Trial Title:
Ultrasound-guided Tru-Cut Biopsy in Pelvic Masses.
NCT ID:
NCT05610501
Condition:
Pelvic Cancer
Ovarian Cancer
Cervical Cancer
Uterus Cancer
Endometrial Cancer
Ovarian Neoplasms
Ovarian Carcinoma
Sarcoma Uterus
Metastatic Cancer
Conditions: Official terms:
Ovarian Neoplasms
Endometrial Neoplasms
Pelvic Neoplasms
Uterine Neoplasms
Conditions: Keywords:
Tru-cut
Ultrasound
Pelvic mass
Ovarian cancer
Gynaecologic oncology
Study type:
Observational
Overall status:
Recruiting
Study design:
Time perspective:
Prospective
Intervention:
Intervention type:
Procedure
Intervention name:
Ultrasound guided tru-cut biopsy
Description:
Tru-cut biopsies can collect tissue specimens via a needle of 18G A tru-cut biopsy can be
performed under the guidance of different imaging modalities including ultrasound
Arm group label:
Patient population
Summary:
In a transvaginal tru-cut biopsy, guided by ultrasound, a needle is inserted through the
vaginal wall into a pelvic lesion and a few pieces of tissue are obtained for
examination.
This clinical trial is organized to evaluate the safety and efficacy of transvaginal
tru-cut biopsy in a large group of patients with tumors in the small pelvis.
Detailed description:
Ovarian cancer is known to be the 4th most lethal tumour in women and has the highest
mortality rate of all gynaecological malignancies. In most women, the disease is not
diagnosed until advanced stage [1]. Moreover, the pelvis and ovaries in particular, are
also a common place for secondary metastases. In 4% of ovarian masses, metastasis can be
found from a tumour with another primary origin [2]. In primary ovarian cancer, patients
may benefit from either primary debulking surgery or neoadjuvant therapy, depending on
tumour staging and patients' comorbidities [5]. In recurrent disease treatment may
include surgery, radiotherapy or systemic therapy, depending on primary tumour histology,
extent of recurrence, previous treatment and disease-free interval [6-8]. In pelvic
masses with ultrasound features suggesting metastatic disease, management will be guided
by the origin of the primary tumour [9,10]. Therefore, histological diagnosis is
important to select the optimal treatment strategy.
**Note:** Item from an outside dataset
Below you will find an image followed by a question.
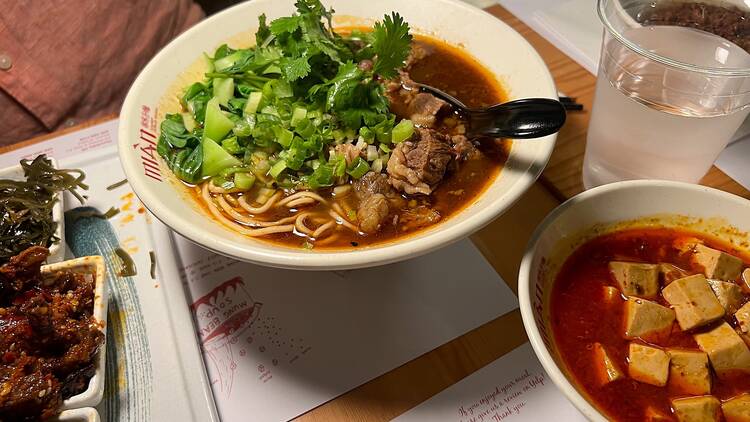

Tissue sampling by diagnostic laparoscopy or explorative laparotomy requires general
anaesthesia and hospital admission, leading to higher costs and to potential surgical
morbidity. Moreover, diagnostic laparoscopy is associated with a risk of port-site
metastasis, ranging from 0.3-0.4% in endometrial and cervical cancer [11] and even 17-49%
in advanced ovarian cancer [12,13].
Minimally invasive procedures for diagnosis include fine-needle aspiration and tru-cut
biopsy.
At fine-needle aspiration the quantity and integrity of the tissue is limited, enabling
cytological evaluation only [14]. Tru-cut biopsy results in a higher specificity compared
to fine needle biopsy and it enables histological examination including
immunohistochemistry [15,16].
A tru-cut biopsy can be performed under the guidance of different imaging modalities
including ultrasound, Computed Tomography (CT) and Magnetic Resonance Imaging (MRI).
However, percutaneous CT-guided biopsies of deep pelvic masses are challenging because
vital structures often obstruct the needle pathway [17].
Previous studies have investigated the use of ultrasound-guided biopsies for the
assessment of abdominal and pelvic masses which showed a high diagnostic adequacy and
minimal complication rate [4,16,18-25]. This can be done by percutaneous transabdominal
approach , a transvaginal or transrectal approach.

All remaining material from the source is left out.